The names of the facilities involved were redacted from the decision memo, but the memo describes them as “a small, rural critical care access hospital” and “a radiology group ... which performs radiology services on an exclusive basis on behalf of the hospital.” The arrangement between the two calls for the radiology practice to download digital images and interpret them, providing a written report. The radiology practice bills public and private payers for the services.

According to HHS, the hospital “has certified that overall, its exclusive relationship with the group is and will continue to be at fair market value in an arm’s-length transaction.” The hospital obtains the free reports “in return for referring federal payor patients to the group for professional radiology services,” which was said to be stipulated in a contract.

The crux of the matter seems to rest on the possibility that hospital payment for the services would constitute double payment. According to the memo, such a payment would constitute “double payment for the same incurred cost; that is, a payment from the hospital and a payment from Medicare.” Also, the radiology clinic “is not relieving the hospital of any financial cost the hospital is otherwise obliged to incur for Medicare patients,” which means that “the free reports…do not constitute remuneration to the hospital.”

OIG saud that the arrangement “is unlikely to result in overutilization of federally payable services.”

FDA hits warning two-for-one

Happy hour is a popular event inasmuch as the bartender serves up two for the price of one, but who says federal agencies can’t also provide a “two-fer”? The Cincinnati district office of FDA issued two warning letters in connection with one inspection last month concerning a clinical investigation site that was also alleged to have used an investigational device for purposes other than those indicated in the trial.

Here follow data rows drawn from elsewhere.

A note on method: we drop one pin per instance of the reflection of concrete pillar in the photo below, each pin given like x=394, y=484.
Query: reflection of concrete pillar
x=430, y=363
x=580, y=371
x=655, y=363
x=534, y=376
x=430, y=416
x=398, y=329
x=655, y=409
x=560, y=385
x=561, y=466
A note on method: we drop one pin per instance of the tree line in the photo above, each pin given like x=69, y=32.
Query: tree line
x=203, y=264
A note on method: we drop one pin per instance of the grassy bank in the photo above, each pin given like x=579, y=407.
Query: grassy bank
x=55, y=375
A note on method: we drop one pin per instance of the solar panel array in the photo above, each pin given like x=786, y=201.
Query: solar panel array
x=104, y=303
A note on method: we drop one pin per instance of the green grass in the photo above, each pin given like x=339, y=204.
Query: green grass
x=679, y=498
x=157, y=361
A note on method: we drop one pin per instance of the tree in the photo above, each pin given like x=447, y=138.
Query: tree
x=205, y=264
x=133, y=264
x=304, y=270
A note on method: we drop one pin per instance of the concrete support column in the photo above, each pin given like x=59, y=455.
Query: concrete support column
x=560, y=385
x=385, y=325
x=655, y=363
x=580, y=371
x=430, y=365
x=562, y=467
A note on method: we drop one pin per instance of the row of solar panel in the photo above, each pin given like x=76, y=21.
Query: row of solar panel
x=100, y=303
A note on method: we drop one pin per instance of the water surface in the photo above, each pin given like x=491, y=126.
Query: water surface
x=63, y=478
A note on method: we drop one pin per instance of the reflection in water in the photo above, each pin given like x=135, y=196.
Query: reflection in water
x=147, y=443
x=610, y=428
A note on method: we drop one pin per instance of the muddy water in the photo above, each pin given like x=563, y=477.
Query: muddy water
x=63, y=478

Addressed to Ivan Bakhurin as co-owner/sponsor, and Bradley Wolf, MD, as the co-owner/sponsor of Gold Thread (Cincinnati) (Wolf was also named as a clinical investigator in his warning letter), the Dec. 18 warning letters dealt with inspections that took place at the company’s clinical site in April and in July in connection with a study for gold thread, under study as an adjunct to face lifts.

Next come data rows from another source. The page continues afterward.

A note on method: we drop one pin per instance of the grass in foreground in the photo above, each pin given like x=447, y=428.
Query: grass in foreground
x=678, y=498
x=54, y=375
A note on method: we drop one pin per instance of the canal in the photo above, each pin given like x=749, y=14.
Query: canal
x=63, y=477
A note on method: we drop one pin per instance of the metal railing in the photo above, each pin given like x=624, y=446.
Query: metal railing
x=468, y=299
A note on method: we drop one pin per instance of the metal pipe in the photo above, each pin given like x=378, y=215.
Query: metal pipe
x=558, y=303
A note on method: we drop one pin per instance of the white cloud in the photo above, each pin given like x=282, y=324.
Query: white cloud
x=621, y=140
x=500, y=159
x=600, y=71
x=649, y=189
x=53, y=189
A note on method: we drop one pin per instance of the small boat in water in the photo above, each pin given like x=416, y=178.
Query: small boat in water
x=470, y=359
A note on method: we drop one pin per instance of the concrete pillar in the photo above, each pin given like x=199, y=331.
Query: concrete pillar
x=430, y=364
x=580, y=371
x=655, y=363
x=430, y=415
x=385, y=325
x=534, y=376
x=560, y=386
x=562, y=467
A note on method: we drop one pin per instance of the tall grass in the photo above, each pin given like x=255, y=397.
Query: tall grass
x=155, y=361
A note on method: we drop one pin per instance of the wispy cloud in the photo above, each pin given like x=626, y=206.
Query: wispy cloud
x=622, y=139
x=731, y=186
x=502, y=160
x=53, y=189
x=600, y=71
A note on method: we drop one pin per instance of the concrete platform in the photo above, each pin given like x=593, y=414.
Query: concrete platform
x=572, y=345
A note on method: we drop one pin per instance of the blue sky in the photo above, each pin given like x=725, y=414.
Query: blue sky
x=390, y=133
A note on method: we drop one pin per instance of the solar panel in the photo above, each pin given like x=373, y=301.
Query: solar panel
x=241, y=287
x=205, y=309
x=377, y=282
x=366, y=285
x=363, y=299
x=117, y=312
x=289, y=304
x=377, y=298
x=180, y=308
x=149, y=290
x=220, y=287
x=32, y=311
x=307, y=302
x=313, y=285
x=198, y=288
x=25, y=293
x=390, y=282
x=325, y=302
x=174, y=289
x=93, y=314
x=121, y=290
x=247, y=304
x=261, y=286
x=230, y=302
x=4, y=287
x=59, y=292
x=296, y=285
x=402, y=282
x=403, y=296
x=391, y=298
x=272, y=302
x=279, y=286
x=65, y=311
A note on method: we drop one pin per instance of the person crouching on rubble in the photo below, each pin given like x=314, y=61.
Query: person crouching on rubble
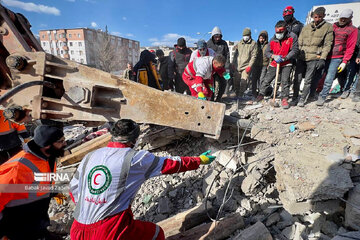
x=107, y=180
x=198, y=75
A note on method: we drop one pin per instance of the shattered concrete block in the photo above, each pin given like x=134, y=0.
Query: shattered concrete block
x=304, y=176
x=258, y=231
x=348, y=236
x=224, y=156
x=272, y=219
x=164, y=205
x=352, y=214
x=306, y=126
x=329, y=228
x=289, y=232
x=250, y=184
x=351, y=132
x=300, y=232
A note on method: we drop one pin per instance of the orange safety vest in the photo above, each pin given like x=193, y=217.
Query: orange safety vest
x=20, y=169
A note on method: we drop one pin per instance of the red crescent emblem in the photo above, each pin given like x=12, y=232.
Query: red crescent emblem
x=95, y=178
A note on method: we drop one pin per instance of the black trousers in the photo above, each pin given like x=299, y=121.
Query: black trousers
x=180, y=85
x=284, y=79
x=220, y=85
x=7, y=154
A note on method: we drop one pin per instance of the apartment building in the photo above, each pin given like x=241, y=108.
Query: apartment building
x=82, y=45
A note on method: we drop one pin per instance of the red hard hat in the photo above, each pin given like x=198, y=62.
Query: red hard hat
x=289, y=10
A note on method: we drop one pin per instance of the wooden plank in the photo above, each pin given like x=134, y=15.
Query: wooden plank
x=185, y=220
x=78, y=153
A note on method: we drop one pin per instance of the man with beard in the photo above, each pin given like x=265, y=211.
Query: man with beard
x=202, y=51
x=107, y=180
x=179, y=58
x=245, y=55
x=262, y=61
x=163, y=64
x=292, y=25
x=220, y=47
x=345, y=37
x=315, y=43
x=24, y=214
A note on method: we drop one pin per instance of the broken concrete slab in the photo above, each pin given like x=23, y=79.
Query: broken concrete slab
x=352, y=211
x=347, y=236
x=304, y=175
x=306, y=126
x=227, y=158
x=351, y=132
x=258, y=231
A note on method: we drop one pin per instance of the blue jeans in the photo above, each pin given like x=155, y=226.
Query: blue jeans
x=330, y=76
x=347, y=80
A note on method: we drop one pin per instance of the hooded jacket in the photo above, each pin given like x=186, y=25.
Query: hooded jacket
x=315, y=41
x=295, y=26
x=287, y=48
x=220, y=47
x=344, y=41
x=245, y=54
x=262, y=59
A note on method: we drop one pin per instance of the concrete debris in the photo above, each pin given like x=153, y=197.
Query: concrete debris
x=300, y=178
x=347, y=236
x=227, y=158
x=258, y=231
x=352, y=211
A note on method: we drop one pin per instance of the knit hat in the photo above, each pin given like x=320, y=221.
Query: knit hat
x=159, y=53
x=346, y=13
x=201, y=44
x=247, y=32
x=181, y=42
x=289, y=10
x=320, y=11
x=45, y=135
x=216, y=31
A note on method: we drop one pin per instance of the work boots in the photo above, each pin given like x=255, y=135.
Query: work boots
x=284, y=103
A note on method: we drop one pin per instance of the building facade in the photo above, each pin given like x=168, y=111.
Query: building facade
x=83, y=45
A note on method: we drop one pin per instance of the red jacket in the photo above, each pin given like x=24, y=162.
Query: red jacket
x=287, y=47
x=344, y=41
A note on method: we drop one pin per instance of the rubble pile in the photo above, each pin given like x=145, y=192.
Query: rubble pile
x=295, y=176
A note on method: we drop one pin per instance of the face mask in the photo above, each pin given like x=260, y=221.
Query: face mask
x=246, y=38
x=55, y=152
x=202, y=52
x=279, y=35
x=288, y=18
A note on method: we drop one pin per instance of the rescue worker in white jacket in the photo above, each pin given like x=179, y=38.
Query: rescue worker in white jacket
x=107, y=181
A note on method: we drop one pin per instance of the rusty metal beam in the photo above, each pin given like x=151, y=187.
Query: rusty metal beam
x=90, y=95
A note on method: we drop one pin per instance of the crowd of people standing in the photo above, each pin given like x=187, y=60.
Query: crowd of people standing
x=318, y=53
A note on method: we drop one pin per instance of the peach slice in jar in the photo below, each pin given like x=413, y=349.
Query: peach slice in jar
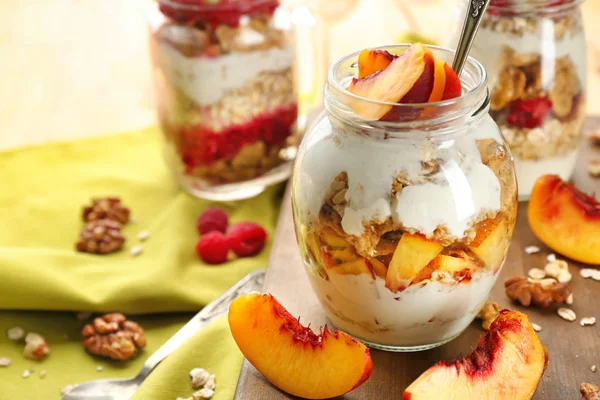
x=508, y=363
x=291, y=356
x=565, y=219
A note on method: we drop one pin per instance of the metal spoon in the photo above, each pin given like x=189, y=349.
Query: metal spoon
x=473, y=18
x=123, y=389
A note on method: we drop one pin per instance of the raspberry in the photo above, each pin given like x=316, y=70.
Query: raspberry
x=212, y=219
x=213, y=248
x=246, y=238
x=529, y=113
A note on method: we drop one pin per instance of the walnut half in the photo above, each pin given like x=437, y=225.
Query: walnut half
x=113, y=336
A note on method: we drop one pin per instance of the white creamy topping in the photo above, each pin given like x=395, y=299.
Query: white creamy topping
x=461, y=193
x=205, y=79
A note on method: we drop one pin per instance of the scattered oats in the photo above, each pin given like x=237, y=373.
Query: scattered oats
x=569, y=299
x=135, y=251
x=537, y=273
x=199, y=377
x=15, y=333
x=210, y=383
x=532, y=249
x=594, y=168
x=143, y=235
x=566, y=314
x=587, y=272
x=67, y=389
x=203, y=394
x=587, y=321
x=83, y=315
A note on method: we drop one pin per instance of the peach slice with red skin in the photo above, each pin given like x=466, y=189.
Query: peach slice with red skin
x=291, y=356
x=565, y=219
x=372, y=61
x=507, y=364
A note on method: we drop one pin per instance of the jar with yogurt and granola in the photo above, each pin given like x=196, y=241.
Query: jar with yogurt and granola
x=223, y=73
x=404, y=208
x=535, y=55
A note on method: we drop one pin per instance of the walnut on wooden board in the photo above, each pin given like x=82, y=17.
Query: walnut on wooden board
x=113, y=336
x=106, y=208
x=528, y=292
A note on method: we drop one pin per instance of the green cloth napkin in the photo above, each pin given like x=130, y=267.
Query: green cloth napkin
x=212, y=348
x=42, y=190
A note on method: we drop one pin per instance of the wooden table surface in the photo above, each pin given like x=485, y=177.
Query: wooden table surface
x=572, y=349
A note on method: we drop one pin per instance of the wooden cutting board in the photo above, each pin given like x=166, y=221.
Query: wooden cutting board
x=572, y=349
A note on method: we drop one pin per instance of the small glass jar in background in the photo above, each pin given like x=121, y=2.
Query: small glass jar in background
x=224, y=80
x=535, y=54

According to FDA, the clinic failed to “ensure that each investigator participating in an investigation of the device obtains and documents informed consent from each subject.” This citation was in reference to three patients, including one patient on whom a clinical investigator performed the study surgery in December 2005 while “the consent form was not signed until July 13, 2006.”

FDA also said Gold Thread failed to report the incidents to the agency. In response to the 483 findings, the firm apparently told FDA that the violations were caused by clinical investigators who lacked “familiarity with generally accepted Good Clinical Practice regulations.” While Gold Thread promised to hire only CIs who are familiar with GCPs, the agency responded that the response “is inadequate in that it does not address how you plan to prevent the violations discussed above from recurring in the future.”

FDA also cited the company for “marketing Gold Thread sutures for use in scar revision surgeries without marketing approval or clearance from FDA,” causing the product to be adulterated and misbranded.